The Desolation Of I

February 21, 2014

The Desolation Of II stood on a drizzly night at a corner waiting to cross the boulevard contemplating the freedom and power of being alone, acting alone, choosing to be alone. Not truly alone without other people, but alone in the sense of following no one, moving ahead with conviction, and choosing not to be weighed down and held back by those who will not propel you further and faster through this world with your inner purpose at the helm, those that latch on to you to catapult them forward at the cost of taking away some of your inertia that ultimately needs no hangers on. While having these thoughts, I saw a multitude of doors left graciously open by me inviting others to come and join in on the ride, because if they could put in as much effort as I do (my common flawed assumption), the sum would be greater than all of its parts and quite remarkable to behold.
Parasites
I felt the draft of all of those doors left open for so long that it seemed nobody was minding them as dozens of seasons passed with unswept piles of autumn leaves building up around the untended thresholds, damp with a staleness of disrespect. Doors began to slam shut, locked with a key, as I spoke the phrase, “The Desolation of I”.

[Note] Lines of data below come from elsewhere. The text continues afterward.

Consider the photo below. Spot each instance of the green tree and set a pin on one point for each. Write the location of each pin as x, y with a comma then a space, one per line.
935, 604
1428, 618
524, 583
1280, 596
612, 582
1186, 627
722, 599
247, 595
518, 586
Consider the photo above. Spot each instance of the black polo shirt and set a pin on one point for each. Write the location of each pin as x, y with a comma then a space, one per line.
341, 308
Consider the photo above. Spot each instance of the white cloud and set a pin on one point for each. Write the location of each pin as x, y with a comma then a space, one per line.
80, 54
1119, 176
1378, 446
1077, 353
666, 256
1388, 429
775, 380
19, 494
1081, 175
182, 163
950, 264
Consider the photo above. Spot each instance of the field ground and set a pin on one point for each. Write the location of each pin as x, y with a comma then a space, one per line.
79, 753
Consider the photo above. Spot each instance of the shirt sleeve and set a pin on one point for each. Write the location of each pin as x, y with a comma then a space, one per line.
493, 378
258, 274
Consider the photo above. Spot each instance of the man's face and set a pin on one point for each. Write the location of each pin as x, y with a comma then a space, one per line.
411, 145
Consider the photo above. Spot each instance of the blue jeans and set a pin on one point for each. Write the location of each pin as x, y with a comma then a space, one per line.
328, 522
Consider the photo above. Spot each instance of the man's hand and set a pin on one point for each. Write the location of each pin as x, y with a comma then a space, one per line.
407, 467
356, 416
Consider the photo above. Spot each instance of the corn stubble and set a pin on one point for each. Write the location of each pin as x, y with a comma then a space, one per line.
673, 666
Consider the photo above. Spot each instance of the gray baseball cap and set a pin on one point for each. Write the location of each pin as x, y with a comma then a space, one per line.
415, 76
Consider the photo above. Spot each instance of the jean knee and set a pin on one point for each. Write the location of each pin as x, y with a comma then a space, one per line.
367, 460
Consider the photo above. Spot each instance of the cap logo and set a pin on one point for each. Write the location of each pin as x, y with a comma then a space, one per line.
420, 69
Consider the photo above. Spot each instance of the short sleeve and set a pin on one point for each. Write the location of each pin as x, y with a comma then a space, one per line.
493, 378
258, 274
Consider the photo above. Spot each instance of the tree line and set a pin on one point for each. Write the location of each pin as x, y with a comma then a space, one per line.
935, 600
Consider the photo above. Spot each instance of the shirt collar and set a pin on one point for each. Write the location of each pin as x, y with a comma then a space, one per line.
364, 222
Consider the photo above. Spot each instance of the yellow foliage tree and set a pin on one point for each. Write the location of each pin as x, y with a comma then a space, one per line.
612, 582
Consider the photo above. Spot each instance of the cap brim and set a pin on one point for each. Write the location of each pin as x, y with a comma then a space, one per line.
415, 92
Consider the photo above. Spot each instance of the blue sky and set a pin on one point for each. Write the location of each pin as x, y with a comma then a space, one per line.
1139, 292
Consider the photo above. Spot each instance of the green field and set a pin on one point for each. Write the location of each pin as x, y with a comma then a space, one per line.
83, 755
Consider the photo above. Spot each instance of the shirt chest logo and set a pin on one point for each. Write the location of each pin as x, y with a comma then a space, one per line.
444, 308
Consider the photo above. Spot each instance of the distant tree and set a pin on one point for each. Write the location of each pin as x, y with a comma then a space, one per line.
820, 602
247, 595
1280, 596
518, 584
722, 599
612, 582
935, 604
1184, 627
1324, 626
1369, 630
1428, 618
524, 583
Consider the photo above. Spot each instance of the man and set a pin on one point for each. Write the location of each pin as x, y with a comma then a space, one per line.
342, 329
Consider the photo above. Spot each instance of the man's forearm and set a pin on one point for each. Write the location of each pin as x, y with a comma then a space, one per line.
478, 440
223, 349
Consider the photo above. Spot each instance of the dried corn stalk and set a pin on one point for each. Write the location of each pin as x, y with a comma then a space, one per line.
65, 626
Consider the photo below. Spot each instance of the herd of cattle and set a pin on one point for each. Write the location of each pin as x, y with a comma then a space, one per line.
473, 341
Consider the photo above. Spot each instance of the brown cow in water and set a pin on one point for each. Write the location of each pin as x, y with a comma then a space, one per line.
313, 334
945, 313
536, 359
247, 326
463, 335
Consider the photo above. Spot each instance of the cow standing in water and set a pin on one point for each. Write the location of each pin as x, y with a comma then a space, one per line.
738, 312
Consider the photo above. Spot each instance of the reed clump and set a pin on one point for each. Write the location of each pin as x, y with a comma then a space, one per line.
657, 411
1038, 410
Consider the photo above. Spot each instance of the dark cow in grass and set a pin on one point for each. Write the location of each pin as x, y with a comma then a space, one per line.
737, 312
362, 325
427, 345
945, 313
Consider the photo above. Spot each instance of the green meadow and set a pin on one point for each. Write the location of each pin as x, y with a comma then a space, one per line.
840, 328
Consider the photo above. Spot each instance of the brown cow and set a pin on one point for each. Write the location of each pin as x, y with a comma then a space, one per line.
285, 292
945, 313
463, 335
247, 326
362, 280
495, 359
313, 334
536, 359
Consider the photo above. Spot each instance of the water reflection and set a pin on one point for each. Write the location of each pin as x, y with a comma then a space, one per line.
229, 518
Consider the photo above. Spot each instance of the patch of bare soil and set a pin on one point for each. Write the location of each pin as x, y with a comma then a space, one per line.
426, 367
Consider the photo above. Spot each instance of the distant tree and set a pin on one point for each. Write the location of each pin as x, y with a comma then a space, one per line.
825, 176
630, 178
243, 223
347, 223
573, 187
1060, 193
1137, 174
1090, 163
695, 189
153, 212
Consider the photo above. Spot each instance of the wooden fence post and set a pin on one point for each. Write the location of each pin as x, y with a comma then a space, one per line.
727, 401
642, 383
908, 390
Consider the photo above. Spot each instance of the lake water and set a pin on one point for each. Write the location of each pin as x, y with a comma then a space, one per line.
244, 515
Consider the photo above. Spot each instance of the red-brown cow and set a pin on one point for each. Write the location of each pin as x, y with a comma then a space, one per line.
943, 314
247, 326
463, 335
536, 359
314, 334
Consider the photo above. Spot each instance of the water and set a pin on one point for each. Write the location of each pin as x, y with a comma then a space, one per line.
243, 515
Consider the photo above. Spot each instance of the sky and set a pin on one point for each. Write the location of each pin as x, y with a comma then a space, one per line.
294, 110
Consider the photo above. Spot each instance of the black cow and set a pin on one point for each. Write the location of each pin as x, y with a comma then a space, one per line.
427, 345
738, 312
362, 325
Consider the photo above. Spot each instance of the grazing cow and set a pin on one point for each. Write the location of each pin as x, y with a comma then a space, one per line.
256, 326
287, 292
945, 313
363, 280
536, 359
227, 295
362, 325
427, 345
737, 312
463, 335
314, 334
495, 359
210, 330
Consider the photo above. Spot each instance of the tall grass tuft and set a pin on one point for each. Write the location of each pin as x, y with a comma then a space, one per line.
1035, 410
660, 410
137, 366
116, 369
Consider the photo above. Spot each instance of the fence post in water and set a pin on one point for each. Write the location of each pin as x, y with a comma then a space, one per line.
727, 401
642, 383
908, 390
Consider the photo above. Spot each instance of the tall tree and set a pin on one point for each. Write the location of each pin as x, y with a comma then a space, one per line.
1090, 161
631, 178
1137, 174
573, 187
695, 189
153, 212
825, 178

Desolation has many meanings. One definition is a state of complete emptiness or destruction. I prefer this one over extreme sadness caused by loss or loneliness. Some people are incapable of sadness from loss or loneliness because they have transcended the reflex attachments of the ego that define the existence of loss and loneliness, that harbor the possibility of either loss or loneliness. On the subject of ego, the cause of all suffering, desolation of the ego with emphasis on destruction may very well be the goal or meaning of life that few will achieve before they breathe their last breaths. The sooner one can comprehend this and put it into action, the more enjoyable the life will be that flashes before one’s eyes just before it’s all over. Somewhere in that selfless life is a moment defining the whole purpose of being here, and if you blink you could miss it, keep on living aimlessly, and still die lost and confused after a life that felt too short.
Symbiosis
A life filled with the depopulation of the self will not be the life one needs to escape while passing on to a better place. An ego ruled life will be a dissatisfied collection of regrets and painful memories of a wasted lifetime that needs to be relived just as the last grains of sand have run out, hoping for a new chance at all we so deserve but didn’t get, ending finally on some idea of happiness. Are we entitled to happiness? If so, why not make the simple correction within? To be unhappy is to be unwilling to be happy, mostly because of taking something so personally that it drowns you in an ocean of your own creation. All unhappiness can be dissipated in an instant by stepping away from the self and seeing all reasons for suffering fall into a loose writhing pile of parasitic creatures at a loss for a nurturing host.
StickToYourGuns
One would do well to be comfortable early on not in fear of loneliness that brings on sadness, but instead the strength of being alone and requiring nothing for the self to want or need, just as it is in the final moments of passage from life into death. Happiness alone with the purpose as simple as the falling autumn leaf that helps signify the abandonment and disrespect of somebody else’s doorways that suddenly need to be slammed shut in the desolation of I can be the difference between life and death done right and life and death done with the intention to come back and do it all over again because you screwed it up so royally.